Cornell's Kids Growing Food program accepting grant applications from New York teachers through Dec. 2

Cornell University's Kids Growing Food program is accepting grant applications from elementary and secondary schoolteachers in New York state. The grants will help teachers establish or maintain a food garden on school grounds. The application deadline is Dec. 2.

The goal of the program is to help students appreciate and understand how vegetables get from the farm to the kitchen. The program is funded by a $50,000 grant from New York state.

Elementary or secondary schoolteachers in the state who have not received a previous Kids Growing Food grant are eligible to apply. Grants of up to $500, plus gardening and educational materials, will be awarded. Additionally, all garden-project teachers will receive professional development training at workshops to be held around the region.

Over the past five years, thousands of students at more than 200 schools have helped plant, tend and harvest Kids Growing Food gardens.

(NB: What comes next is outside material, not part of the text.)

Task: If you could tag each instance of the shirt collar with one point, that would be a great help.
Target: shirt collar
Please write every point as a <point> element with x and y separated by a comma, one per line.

At urban, suburban and rural schools, food is grown in plots on school grounds, in window boxes, inside classrooms and even on school rooftops. During the last school year, 28 new school gardens were established throughout New York state and eight in New Jersey.

Teachers use the gardens to reinforce subjects taught in the classroom. "By growing food themselves, students learn to appreciate the hard work of farmers and growers. They know food doesn't magically appear on a grocery shelf," says Daryle E. Foster, Cornell senior extension associate and director of the university's Educational Resources Program who created Kids Growing Food in 1998.